# Casting Seminar featuring Peter Thain



## Tommy (Jan 24, 2001)

To all casters and fishermen who want to cast farther.

Here is a rare opportunity to learn from one of the very best casters/teachers in the world, Peter Thain. 

Peter and his better half Anahit, are making a USA trip, driving cross country. I believe he will be performing a seminar in the NE (Marlton NJ, friday before the SCUSA nationals) and then he will be traveling south to NC. Peter will perform a full seminar on Friday, Oct 19th at the Shallotte sod farm. This is the day before the Carolina Surfcasters Oct. Casting tournament, which takes place on the 20-21 (shallotte sod farm). I will be helping Peter.

I was lucky enough to attend a seminar that featured Peter as the teacher back in 2003. I can honestly say that Peter is the one that got through my hard head and helped me understand the mechanics behind the cast. I give him much credit on my rise to the top of American casting and staying there over the past decade. His approach to teaching and the results obtained are the best I've seen, period.

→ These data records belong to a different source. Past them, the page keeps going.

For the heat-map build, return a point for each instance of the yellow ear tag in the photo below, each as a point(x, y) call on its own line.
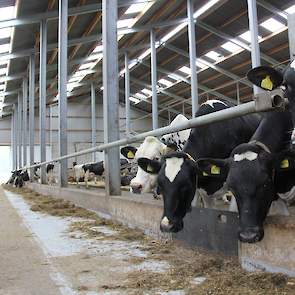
point(285, 163)
point(149, 168)
point(266, 83)
point(130, 155)
point(215, 169)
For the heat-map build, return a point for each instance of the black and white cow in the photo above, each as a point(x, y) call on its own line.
point(177, 172)
point(260, 171)
point(49, 173)
point(153, 148)
point(12, 177)
point(20, 178)
point(84, 172)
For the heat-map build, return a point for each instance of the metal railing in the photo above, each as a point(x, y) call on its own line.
point(233, 112)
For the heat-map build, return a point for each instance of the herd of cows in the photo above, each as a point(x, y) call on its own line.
point(249, 162)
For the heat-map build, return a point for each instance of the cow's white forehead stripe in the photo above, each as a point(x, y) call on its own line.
point(249, 155)
point(212, 101)
point(165, 221)
point(173, 166)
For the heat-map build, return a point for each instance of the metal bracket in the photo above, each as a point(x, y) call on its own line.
point(268, 100)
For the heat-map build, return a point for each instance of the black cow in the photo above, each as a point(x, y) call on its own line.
point(260, 170)
point(21, 177)
point(177, 172)
point(12, 177)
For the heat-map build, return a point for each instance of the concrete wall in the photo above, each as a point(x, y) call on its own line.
point(79, 127)
point(5, 131)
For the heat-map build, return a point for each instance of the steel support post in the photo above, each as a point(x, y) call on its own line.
point(291, 32)
point(20, 123)
point(15, 133)
point(154, 79)
point(192, 56)
point(253, 26)
point(12, 142)
point(93, 120)
point(32, 112)
point(42, 97)
point(127, 94)
point(62, 88)
point(25, 120)
point(238, 93)
point(111, 95)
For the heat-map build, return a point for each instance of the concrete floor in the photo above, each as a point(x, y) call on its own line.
point(40, 256)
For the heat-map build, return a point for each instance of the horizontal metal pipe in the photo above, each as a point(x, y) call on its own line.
point(229, 113)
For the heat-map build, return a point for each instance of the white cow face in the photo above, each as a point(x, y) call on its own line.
point(177, 140)
point(152, 149)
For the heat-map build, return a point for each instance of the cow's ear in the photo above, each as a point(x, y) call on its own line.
point(265, 77)
point(129, 152)
point(213, 167)
point(285, 161)
point(149, 166)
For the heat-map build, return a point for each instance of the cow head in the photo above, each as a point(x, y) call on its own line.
point(177, 183)
point(25, 175)
point(269, 78)
point(151, 149)
point(177, 140)
point(250, 171)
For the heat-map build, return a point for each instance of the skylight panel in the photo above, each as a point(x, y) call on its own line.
point(171, 76)
point(3, 71)
point(134, 99)
point(82, 73)
point(147, 91)
point(291, 9)
point(132, 64)
point(5, 33)
point(96, 56)
point(247, 36)
point(272, 25)
point(214, 55)
point(74, 79)
point(71, 86)
point(140, 95)
point(200, 64)
point(88, 65)
point(144, 54)
point(231, 47)
point(166, 37)
point(98, 48)
point(185, 70)
point(165, 82)
point(7, 13)
point(4, 48)
point(135, 8)
point(125, 23)
point(205, 7)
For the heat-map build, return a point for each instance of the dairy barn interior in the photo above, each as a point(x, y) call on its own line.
point(147, 147)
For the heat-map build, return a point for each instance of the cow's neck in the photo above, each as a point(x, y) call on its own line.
point(274, 130)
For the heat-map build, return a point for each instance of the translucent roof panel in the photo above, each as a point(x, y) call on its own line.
point(272, 25)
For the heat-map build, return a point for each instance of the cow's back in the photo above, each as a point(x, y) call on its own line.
point(218, 139)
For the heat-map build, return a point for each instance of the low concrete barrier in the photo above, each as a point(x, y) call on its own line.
point(210, 229)
point(276, 252)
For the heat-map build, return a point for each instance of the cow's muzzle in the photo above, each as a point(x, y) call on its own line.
point(136, 188)
point(251, 234)
point(169, 226)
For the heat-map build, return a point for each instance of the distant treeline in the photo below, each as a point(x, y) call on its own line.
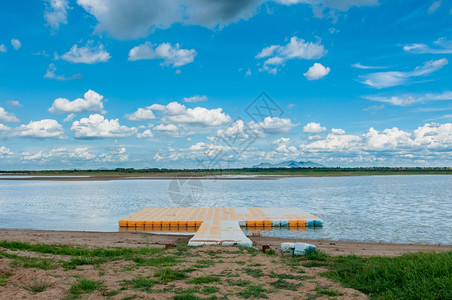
point(243, 171)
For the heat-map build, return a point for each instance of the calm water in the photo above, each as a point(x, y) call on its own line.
point(405, 209)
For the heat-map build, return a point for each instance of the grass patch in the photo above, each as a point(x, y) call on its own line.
point(140, 283)
point(284, 285)
point(37, 286)
point(164, 261)
point(204, 279)
point(253, 291)
point(256, 273)
point(318, 255)
point(85, 286)
point(238, 282)
point(327, 292)
point(3, 278)
point(207, 290)
point(167, 275)
point(410, 276)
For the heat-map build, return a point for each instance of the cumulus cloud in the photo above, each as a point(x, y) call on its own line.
point(273, 125)
point(313, 127)
point(317, 71)
point(364, 67)
point(393, 78)
point(14, 103)
point(434, 6)
point(410, 99)
point(130, 19)
point(46, 128)
point(16, 44)
point(196, 98)
point(142, 114)
point(92, 102)
point(277, 55)
point(96, 126)
point(51, 74)
point(172, 55)
point(56, 13)
point(145, 134)
point(177, 113)
point(89, 54)
point(7, 117)
point(441, 46)
point(5, 152)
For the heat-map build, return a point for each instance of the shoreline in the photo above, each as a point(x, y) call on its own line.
point(184, 177)
point(142, 239)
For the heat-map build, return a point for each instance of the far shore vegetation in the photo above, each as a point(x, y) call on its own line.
point(242, 171)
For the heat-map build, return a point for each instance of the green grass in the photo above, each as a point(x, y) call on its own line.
point(410, 276)
point(253, 291)
point(204, 279)
point(84, 286)
point(140, 283)
point(256, 273)
point(167, 275)
point(37, 286)
point(327, 292)
point(284, 285)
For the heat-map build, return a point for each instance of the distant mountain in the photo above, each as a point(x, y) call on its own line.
point(289, 164)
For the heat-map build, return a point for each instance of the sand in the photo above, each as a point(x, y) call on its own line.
point(140, 239)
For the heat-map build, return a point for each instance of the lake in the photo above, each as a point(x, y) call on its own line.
point(392, 208)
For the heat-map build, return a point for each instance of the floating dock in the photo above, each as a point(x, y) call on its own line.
point(219, 225)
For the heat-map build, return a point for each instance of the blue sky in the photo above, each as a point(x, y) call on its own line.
point(174, 84)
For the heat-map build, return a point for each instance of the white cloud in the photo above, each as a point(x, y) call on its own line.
point(168, 127)
point(172, 56)
point(273, 125)
point(175, 112)
point(92, 102)
point(56, 13)
point(130, 19)
point(435, 5)
point(393, 78)
point(69, 117)
point(276, 55)
point(313, 127)
point(317, 71)
point(406, 100)
point(16, 44)
point(5, 152)
point(14, 103)
point(442, 46)
point(142, 114)
point(46, 128)
point(51, 74)
point(96, 126)
point(363, 67)
point(89, 54)
point(196, 98)
point(337, 131)
point(145, 134)
point(7, 117)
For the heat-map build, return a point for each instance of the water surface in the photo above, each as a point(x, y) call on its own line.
point(392, 208)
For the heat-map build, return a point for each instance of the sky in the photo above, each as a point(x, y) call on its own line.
point(91, 84)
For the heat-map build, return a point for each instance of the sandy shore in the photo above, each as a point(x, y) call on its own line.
point(140, 239)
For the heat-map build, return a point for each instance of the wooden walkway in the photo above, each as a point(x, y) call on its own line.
point(219, 225)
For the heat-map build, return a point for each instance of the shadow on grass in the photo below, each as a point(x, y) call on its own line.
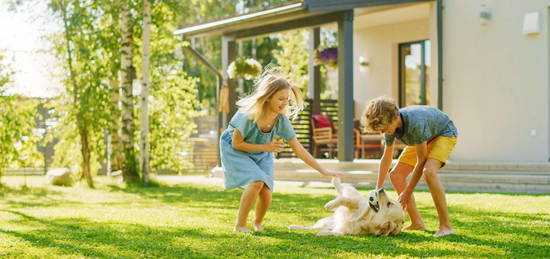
point(78, 236)
point(480, 233)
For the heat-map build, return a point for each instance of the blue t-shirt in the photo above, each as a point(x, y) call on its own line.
point(422, 123)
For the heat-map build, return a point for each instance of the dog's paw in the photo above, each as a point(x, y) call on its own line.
point(325, 233)
point(294, 227)
point(331, 205)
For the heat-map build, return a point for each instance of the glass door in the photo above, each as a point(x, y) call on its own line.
point(414, 67)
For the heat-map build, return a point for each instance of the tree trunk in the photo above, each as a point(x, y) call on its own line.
point(144, 142)
point(85, 150)
point(129, 166)
point(82, 131)
point(116, 154)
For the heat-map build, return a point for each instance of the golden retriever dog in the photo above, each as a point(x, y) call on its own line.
point(354, 214)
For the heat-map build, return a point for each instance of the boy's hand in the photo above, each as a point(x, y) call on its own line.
point(404, 198)
point(334, 174)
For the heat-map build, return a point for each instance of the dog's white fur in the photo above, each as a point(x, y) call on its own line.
point(353, 215)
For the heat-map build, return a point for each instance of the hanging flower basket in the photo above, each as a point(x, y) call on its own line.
point(244, 68)
point(326, 56)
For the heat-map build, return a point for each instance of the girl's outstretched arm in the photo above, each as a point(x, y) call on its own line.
point(302, 153)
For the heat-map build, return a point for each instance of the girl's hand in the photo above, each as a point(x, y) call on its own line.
point(275, 146)
point(333, 174)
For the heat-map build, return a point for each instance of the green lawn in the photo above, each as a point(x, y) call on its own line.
point(195, 220)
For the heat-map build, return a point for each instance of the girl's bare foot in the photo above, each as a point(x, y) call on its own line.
point(258, 227)
point(243, 229)
point(415, 227)
point(444, 232)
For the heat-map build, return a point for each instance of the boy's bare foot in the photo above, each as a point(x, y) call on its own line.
point(241, 229)
point(258, 227)
point(444, 232)
point(415, 227)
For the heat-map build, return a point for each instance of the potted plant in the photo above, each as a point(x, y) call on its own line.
point(327, 56)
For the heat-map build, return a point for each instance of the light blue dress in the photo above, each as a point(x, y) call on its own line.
point(242, 168)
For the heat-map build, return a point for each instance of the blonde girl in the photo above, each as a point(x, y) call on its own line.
point(247, 144)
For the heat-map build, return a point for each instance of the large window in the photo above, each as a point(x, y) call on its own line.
point(414, 67)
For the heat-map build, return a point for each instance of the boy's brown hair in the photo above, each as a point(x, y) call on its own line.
point(379, 114)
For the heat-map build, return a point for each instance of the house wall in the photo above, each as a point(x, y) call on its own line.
point(496, 86)
point(379, 46)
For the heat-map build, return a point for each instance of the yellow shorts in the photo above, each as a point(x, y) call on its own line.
point(439, 148)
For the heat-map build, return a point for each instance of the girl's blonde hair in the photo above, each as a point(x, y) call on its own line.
point(379, 114)
point(270, 82)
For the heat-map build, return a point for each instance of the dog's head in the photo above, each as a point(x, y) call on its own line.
point(387, 214)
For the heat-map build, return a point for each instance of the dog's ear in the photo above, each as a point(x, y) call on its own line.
point(397, 228)
point(387, 228)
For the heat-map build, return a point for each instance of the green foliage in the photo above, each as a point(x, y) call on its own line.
point(244, 68)
point(173, 106)
point(173, 94)
point(293, 57)
point(17, 140)
point(196, 220)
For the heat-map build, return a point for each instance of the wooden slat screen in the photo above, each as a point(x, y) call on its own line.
point(302, 124)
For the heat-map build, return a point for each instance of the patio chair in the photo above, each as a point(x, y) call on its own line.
point(323, 134)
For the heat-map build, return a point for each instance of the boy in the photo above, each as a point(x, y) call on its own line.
point(430, 137)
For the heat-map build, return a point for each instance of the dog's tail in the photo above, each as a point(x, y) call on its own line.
point(338, 185)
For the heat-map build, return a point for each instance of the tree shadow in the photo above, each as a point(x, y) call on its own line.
point(81, 237)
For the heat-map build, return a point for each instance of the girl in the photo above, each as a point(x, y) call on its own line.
point(247, 144)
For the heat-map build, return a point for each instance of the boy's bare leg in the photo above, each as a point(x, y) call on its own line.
point(398, 178)
point(261, 207)
point(248, 198)
point(438, 195)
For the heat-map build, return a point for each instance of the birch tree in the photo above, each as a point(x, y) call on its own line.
point(144, 141)
point(127, 70)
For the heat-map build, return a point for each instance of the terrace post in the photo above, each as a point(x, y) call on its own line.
point(345, 87)
point(229, 52)
point(314, 83)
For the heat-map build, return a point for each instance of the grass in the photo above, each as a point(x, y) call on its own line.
point(195, 220)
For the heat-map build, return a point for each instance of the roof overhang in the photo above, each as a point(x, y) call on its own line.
point(246, 21)
point(306, 13)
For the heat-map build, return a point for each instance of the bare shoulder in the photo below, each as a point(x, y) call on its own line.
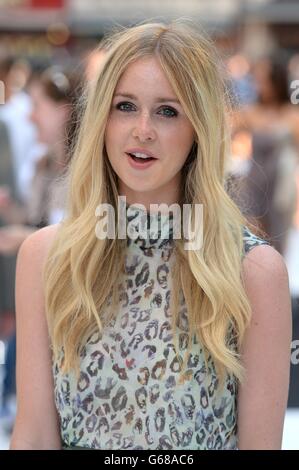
point(265, 266)
point(266, 282)
point(39, 242)
point(35, 386)
point(263, 396)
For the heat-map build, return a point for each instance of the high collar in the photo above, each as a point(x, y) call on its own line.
point(148, 229)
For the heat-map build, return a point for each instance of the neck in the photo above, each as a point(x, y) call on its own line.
point(168, 197)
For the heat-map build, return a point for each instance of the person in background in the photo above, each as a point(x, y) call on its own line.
point(269, 189)
point(54, 94)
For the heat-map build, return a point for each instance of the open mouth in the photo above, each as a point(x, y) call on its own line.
point(140, 159)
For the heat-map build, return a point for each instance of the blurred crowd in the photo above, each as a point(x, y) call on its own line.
point(37, 126)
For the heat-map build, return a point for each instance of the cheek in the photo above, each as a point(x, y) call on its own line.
point(179, 142)
point(115, 134)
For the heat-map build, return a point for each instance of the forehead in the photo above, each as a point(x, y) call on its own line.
point(144, 75)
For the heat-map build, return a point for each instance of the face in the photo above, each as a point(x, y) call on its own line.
point(48, 116)
point(147, 120)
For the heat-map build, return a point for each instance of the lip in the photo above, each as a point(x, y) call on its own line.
point(139, 150)
point(137, 165)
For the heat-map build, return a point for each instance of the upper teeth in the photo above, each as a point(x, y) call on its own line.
point(139, 155)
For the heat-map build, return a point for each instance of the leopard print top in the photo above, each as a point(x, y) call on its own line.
point(128, 395)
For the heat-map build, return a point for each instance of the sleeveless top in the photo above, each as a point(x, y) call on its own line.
point(128, 395)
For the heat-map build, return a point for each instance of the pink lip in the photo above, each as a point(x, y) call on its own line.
point(139, 150)
point(139, 166)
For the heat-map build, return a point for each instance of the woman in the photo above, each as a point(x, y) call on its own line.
point(150, 340)
point(270, 186)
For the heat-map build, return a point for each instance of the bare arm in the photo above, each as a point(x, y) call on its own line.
point(266, 351)
point(36, 425)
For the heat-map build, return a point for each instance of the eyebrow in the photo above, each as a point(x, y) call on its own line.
point(158, 100)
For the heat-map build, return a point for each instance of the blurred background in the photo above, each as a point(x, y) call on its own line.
point(47, 55)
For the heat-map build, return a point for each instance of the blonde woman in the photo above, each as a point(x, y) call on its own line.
point(138, 342)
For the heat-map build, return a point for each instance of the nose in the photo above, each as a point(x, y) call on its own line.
point(143, 129)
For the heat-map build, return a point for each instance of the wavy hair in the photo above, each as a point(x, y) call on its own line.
point(82, 272)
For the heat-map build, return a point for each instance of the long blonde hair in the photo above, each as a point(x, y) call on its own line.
point(82, 271)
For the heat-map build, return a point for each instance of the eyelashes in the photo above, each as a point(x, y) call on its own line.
point(166, 111)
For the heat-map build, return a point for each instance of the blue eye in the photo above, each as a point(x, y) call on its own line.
point(124, 106)
point(168, 112)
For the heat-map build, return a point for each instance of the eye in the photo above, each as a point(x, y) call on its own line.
point(167, 111)
point(125, 106)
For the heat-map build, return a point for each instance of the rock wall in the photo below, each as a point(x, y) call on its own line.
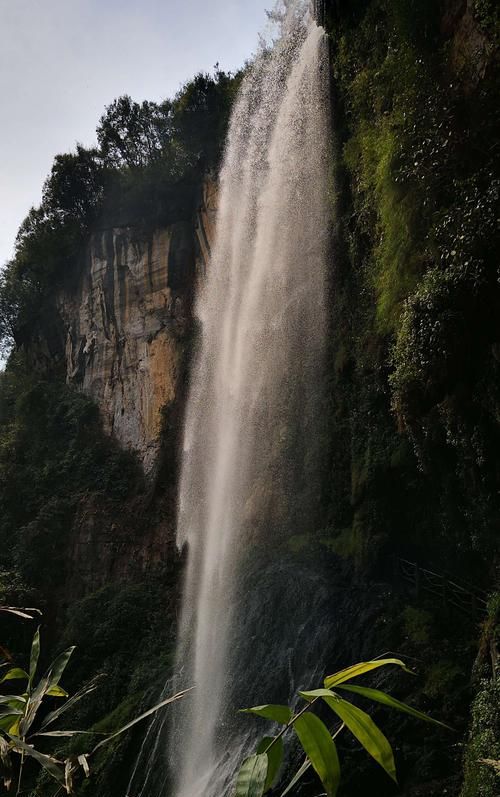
point(127, 320)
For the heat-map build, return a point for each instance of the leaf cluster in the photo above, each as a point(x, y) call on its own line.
point(260, 771)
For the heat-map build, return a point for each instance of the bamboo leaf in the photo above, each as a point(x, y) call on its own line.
point(35, 653)
point(52, 765)
point(56, 691)
point(58, 666)
point(20, 612)
point(361, 726)
point(391, 702)
point(10, 723)
point(82, 760)
point(11, 712)
point(68, 776)
point(280, 714)
point(305, 766)
point(320, 748)
point(148, 713)
point(274, 751)
point(6, 763)
point(54, 715)
point(360, 669)
point(13, 701)
point(66, 733)
point(15, 674)
point(49, 681)
point(251, 781)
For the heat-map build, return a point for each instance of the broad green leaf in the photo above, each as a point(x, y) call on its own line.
point(274, 751)
point(11, 712)
point(49, 681)
point(10, 724)
point(361, 726)
point(320, 748)
point(13, 701)
point(280, 714)
point(66, 733)
point(54, 715)
point(141, 717)
point(56, 691)
point(58, 666)
point(305, 766)
point(33, 704)
point(6, 763)
point(20, 612)
point(52, 765)
point(82, 760)
point(68, 775)
point(251, 780)
point(35, 653)
point(391, 702)
point(15, 674)
point(9, 721)
point(360, 669)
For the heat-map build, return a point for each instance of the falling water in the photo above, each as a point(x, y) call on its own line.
point(249, 473)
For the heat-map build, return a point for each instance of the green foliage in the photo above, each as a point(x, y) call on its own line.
point(21, 728)
point(482, 780)
point(258, 772)
point(52, 452)
point(150, 160)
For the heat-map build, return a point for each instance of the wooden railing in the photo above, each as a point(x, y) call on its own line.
point(319, 11)
point(450, 593)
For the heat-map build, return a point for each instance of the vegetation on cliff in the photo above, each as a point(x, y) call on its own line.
point(147, 169)
point(412, 413)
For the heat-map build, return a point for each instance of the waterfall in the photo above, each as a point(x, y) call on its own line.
point(249, 475)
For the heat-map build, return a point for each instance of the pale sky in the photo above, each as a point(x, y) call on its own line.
point(63, 61)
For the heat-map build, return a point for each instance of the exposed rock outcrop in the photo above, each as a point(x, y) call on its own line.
point(127, 319)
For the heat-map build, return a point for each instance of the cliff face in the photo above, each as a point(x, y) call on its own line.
point(127, 318)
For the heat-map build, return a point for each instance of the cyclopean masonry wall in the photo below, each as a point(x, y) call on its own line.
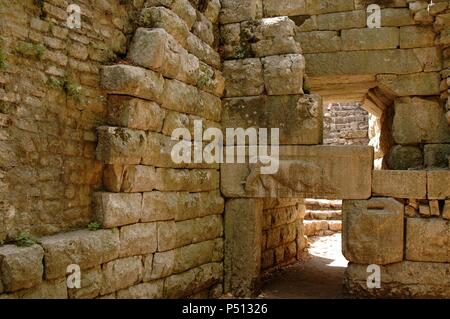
point(66, 163)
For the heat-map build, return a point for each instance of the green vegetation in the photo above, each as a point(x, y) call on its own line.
point(24, 240)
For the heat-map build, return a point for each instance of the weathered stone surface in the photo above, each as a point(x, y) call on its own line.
point(238, 10)
point(121, 273)
point(243, 253)
point(117, 209)
point(405, 157)
point(138, 239)
point(362, 62)
point(274, 8)
point(319, 41)
point(400, 184)
point(117, 145)
point(243, 77)
point(151, 290)
point(416, 37)
point(91, 283)
point(412, 279)
point(436, 155)
point(85, 248)
point(172, 235)
point(373, 231)
point(284, 74)
point(427, 240)
point(187, 257)
point(134, 113)
point(410, 84)
point(370, 39)
point(159, 206)
point(438, 184)
point(20, 267)
point(426, 124)
point(299, 118)
point(133, 81)
point(331, 172)
point(193, 280)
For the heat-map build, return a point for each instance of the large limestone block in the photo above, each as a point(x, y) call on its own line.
point(172, 234)
point(405, 157)
point(284, 74)
point(138, 239)
point(373, 231)
point(427, 239)
point(243, 239)
point(363, 62)
point(20, 267)
point(117, 209)
point(243, 78)
point(150, 290)
point(436, 155)
point(319, 41)
point(192, 281)
point(414, 279)
point(332, 172)
point(160, 17)
point(400, 184)
point(439, 184)
point(159, 206)
point(419, 120)
point(416, 37)
point(134, 113)
point(84, 248)
point(238, 10)
point(273, 8)
point(370, 39)
point(117, 145)
point(121, 273)
point(298, 118)
point(411, 84)
point(133, 81)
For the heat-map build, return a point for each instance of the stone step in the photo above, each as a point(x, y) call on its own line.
point(323, 214)
point(323, 204)
point(322, 227)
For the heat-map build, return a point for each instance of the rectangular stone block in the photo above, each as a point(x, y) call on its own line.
point(159, 206)
point(121, 273)
point(411, 84)
point(330, 172)
point(83, 247)
point(20, 267)
point(134, 113)
point(243, 77)
point(298, 118)
point(284, 74)
point(439, 184)
point(427, 240)
point(400, 184)
point(426, 124)
point(238, 10)
point(117, 209)
point(138, 239)
point(132, 81)
point(373, 231)
point(370, 39)
point(117, 145)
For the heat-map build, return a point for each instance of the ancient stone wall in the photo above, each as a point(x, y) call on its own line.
point(283, 239)
point(345, 124)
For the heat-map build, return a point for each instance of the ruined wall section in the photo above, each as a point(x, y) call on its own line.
point(50, 105)
point(283, 238)
point(157, 226)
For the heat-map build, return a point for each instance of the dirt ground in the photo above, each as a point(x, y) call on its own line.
point(319, 276)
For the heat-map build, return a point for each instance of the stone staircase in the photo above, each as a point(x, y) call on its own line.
point(323, 217)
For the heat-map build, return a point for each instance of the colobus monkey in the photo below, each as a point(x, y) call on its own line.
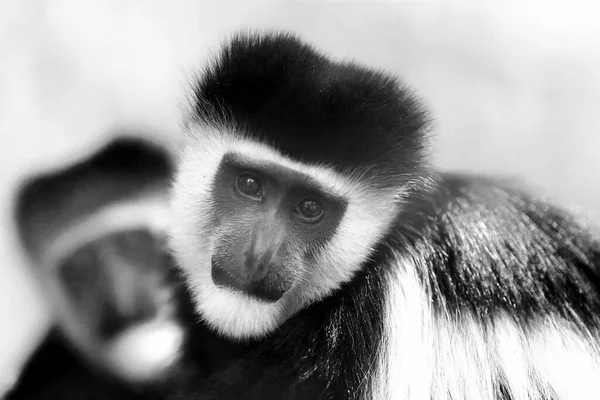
point(320, 246)
point(96, 234)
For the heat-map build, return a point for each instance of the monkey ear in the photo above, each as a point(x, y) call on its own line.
point(50, 203)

Here is partial list of Peters accomplishments in casting;
1994 - UKSF Clubman Champion 
1995 - UKSF Grand Prix 4 - 1st
1996 - UKSF Masters Champion 
1997 - UKSF Open Casting Weekend - 30g, 50g, 60g & 100g UK F/S records 
1998 - UKSF Grand Prix 4 - 1st 125g 
1999 - Irish Championships - 1st 
2000
UKSF Light Line - 1st 
UKSF Grand Prix 3 - 1st 125g
UKSF Grand Prix 4 - 1st 125g
Irish Championships - 1st 
2001
British Carp Casting Championships - 1st

2002 - Sportcast USA World Champion 
2003
UKSF Grand Prix 1 - 1st 125g
UKSF Grand Prix 3 - 1st 125g 
2004
UKSF Grand Prix 2 - 1st 125g
UKSF Grand Prix 3 - 1st 100g
UKSF Light Line Inland Event - 1st + 18g multiplier & 18g F/S UK records
UKSF Grand Prix 4 - 1st 100g + 100g World Record & 18g UK multiplier record
ICSF World 18g multiplier champion & World Record
UKSF Masters Final - 1st 125g
UKSF 100g Grand Prix Champion 
2005
UKSF Light Line Inland Event - 1st + 7.5g F/S, 18g F/S & 18g Multiplier UK records
BFCC June T120 double hand fly event - 1st
BFCC Sept T38 single hand fly event - 1st & BFCC record
BFCC Oct T38 single hand fly event - 1st 
2006
UKSF Light Line Inland Event - 1st + single and double hand UKSF fly records, 7.5g UK F/S record, 18g UK multiplier record.
Emerald World Masters - 1st 100g 
2007 - ICSF European 18g Multiplier Champion 
2011 
UKSF Grand Prix 1 - 1st 100g
UKSF Grand Prix 2 - 1st 100g
UKSF Grand Prix 4 - 1st 100g
UKSF Light line - 1st + 50g, 75g & 100g UK Records, 50g & 75g World Records.
UKSF Light Line Inland Event - 18g F/S UK record.
UKSF 100g Champion

Distance Casting Records. Current list, excludes previously held records which have been surpassed.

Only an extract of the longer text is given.